Недавно я видел очень хорошую выставку польского портрета XVI, XVII, XVIII веков. Я был буквально потрясён. Настолько неожиданно, самобытно и такая плотность талантов, что я в течение месяца ходил возбуждённым. Если ты помнишь, на выставке портрета в Москве года четыре назад было несколько вещей из Польши, и они производили очень сильное впечатление.
Слабее всего смотрелись портреты, сделанные под Париж или Лондон (имею в виду Гейнсборо). От них-то и пахло провинцией, хоть и написаны были борзой кистью. В это время в Речи Посполитой польская гордыня вознеслась очень высоко, и Париж не очень-то диктовал им моды, хоть и заставлял принимать себя к сведению. И вот, пожалуйста, на периферии Европы возникло такое оригинальное явление. А русская живопись XVIII века не есть ли такой же поразительный феномен. А живопись провинциальных художников XIX в., а Аргунов не подтверждал ли того, что искусство может быть не только в центрах, и не есть ли погоня за столичными лидерами ошибка. Подобная ошибке польских западников. Не похожи ли Герловины да и Ваня Чуйков на Гоголевского сапожника Ивана Петрова-Французова. Мне кажется, что в Москве сейчас есть силы и немалые, чтобы осознать себя как некое самобытное явление и не выпрашивать внимания у Запада, не переделываться под них, не надевать модные туфли на онучи. Меня очень огорчает Косолаповское рассуждение об «ошибках молодости». Мне очень нравились его работы, и если они не устраивают Нью-Йорк, то это не значит, что они ошибочны. Истина обитает не только в Нью-Йорке.
Что ты об этом думаешь? <…>
Боря
Шелковский – Чуйкову 27.12.76
Иван, дорогой, здравствуй! Наконец получил от тебя письмо и очень хорошо, что не подцензурное, им всё-таки лучше пока не всё знать.
Ты просишь подробнее писать о себе. Я ведь пишу, и пишу очень много.
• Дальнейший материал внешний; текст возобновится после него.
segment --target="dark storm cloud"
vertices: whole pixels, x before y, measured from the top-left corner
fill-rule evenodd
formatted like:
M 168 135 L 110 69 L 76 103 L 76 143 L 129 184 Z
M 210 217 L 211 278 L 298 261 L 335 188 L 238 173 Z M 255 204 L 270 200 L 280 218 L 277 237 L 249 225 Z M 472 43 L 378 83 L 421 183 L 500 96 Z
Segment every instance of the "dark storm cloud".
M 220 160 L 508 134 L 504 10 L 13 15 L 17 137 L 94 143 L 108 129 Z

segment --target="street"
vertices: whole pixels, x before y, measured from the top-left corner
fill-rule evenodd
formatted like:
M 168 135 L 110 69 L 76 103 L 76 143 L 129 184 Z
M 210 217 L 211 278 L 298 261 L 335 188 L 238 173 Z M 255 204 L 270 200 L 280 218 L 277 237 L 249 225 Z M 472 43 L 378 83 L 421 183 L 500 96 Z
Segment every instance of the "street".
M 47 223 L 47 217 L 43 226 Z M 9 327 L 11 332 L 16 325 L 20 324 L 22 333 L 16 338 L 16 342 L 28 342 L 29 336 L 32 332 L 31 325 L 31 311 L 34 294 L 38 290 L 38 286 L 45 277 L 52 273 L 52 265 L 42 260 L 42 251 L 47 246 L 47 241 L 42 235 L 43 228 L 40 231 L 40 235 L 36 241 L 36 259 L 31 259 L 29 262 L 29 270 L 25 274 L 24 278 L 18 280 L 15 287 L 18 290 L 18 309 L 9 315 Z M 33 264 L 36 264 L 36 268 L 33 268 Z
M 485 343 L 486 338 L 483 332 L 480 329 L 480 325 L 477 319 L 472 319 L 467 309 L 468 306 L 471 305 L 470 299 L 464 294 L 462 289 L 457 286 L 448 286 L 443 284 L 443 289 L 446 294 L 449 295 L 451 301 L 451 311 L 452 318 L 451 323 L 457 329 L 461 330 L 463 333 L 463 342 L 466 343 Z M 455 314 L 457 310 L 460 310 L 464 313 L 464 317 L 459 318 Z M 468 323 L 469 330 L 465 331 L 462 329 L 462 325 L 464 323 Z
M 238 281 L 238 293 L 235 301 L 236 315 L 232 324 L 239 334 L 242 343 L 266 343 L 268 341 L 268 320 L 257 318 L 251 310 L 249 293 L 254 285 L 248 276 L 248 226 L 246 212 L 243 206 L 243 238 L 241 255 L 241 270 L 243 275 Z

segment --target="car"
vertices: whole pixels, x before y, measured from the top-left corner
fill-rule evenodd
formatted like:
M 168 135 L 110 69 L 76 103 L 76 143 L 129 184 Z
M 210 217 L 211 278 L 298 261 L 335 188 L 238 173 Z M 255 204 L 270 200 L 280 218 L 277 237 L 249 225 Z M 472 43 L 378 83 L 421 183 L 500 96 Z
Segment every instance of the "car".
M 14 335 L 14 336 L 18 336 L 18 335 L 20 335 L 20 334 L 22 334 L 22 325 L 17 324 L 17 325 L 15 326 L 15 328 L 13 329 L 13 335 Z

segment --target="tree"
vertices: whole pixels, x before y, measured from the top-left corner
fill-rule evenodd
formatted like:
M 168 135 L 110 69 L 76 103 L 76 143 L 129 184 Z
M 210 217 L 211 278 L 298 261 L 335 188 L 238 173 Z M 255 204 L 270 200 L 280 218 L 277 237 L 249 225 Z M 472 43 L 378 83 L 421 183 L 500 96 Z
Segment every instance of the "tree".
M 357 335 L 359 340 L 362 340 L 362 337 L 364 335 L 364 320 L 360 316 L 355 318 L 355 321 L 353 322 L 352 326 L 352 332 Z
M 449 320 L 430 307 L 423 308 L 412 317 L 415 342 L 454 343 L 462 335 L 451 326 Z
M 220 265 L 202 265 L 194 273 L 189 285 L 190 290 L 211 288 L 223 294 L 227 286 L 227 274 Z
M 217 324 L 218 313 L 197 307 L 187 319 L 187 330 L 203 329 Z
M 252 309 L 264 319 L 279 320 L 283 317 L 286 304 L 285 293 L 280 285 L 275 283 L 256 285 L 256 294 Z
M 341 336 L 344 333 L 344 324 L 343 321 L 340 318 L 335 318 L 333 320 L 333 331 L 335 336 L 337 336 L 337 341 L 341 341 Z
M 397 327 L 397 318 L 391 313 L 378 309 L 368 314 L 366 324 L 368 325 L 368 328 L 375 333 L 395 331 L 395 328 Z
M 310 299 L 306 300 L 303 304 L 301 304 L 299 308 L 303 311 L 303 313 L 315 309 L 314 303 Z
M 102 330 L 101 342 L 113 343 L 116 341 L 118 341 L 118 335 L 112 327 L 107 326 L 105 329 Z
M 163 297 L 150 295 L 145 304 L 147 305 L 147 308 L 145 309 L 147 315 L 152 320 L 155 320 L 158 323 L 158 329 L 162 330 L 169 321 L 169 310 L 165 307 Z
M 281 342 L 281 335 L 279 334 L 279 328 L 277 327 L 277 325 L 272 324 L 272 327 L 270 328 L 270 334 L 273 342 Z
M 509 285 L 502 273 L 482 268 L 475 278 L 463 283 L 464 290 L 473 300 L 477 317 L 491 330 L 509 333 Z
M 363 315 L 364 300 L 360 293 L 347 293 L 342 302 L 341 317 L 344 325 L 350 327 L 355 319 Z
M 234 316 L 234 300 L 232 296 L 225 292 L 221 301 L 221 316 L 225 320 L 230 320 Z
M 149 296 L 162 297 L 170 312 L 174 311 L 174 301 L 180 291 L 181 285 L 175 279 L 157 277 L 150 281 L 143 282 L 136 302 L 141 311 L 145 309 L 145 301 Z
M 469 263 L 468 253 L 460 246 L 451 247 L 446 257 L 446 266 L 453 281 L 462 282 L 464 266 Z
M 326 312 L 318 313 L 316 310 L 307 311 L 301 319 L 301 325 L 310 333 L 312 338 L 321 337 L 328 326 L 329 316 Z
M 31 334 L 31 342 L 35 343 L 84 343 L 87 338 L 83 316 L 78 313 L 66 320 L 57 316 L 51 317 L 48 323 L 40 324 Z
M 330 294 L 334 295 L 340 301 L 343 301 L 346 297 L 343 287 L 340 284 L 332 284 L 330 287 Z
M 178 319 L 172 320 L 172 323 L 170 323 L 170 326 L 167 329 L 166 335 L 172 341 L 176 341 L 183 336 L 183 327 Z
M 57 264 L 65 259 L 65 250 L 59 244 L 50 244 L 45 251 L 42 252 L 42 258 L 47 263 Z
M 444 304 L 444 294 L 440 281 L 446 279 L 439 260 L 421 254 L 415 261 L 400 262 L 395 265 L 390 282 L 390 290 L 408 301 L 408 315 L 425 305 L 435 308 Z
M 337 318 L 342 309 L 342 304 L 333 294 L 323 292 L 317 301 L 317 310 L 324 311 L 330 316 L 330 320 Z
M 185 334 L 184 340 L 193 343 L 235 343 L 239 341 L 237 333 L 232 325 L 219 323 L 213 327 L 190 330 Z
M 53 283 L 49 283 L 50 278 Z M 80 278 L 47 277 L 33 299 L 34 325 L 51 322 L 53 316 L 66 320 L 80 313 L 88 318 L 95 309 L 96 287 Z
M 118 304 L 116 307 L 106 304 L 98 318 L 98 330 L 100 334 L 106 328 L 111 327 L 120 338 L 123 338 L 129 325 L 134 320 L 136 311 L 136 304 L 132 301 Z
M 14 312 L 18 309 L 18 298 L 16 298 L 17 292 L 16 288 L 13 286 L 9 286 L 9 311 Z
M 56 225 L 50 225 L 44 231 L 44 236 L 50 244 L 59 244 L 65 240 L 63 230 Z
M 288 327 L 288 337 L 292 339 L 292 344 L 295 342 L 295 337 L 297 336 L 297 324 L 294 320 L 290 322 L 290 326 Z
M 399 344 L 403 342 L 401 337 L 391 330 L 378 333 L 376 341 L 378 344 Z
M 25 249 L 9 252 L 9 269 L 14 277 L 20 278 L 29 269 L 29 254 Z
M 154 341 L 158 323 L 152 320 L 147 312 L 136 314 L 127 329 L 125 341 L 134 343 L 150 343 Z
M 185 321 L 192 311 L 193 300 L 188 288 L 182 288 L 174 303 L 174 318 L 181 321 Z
Как-то получилось, что наиболее подробные письма были посланы Марине Романовской. Я думал, вы все видитесь и общаетесь между собой.
То, что я опускал во всех письмах, – это материальная сторона моей жизни: на какие деньги я живу. В Вене я жил на деньги Толстовского фонда. Они же купили мне билет в Париж. Здесь такой же Толстовский фонд14, который выплачивает деньги на квартиру и прожиточный минимум в течение трёх месяцев. Сейчас это кончилось, и они меня передали франц. организации соц. помощи. Это ещё 2 месяца. Некоторые суммы мне даёт Жак за работу, которую он выбрал ещё в Москве и которую мне удалось привезти с собой. Но я эти деньги придерживаю и трачу только на инструменты и материалы, потому что с трудом представляю, что со мной будет дальше.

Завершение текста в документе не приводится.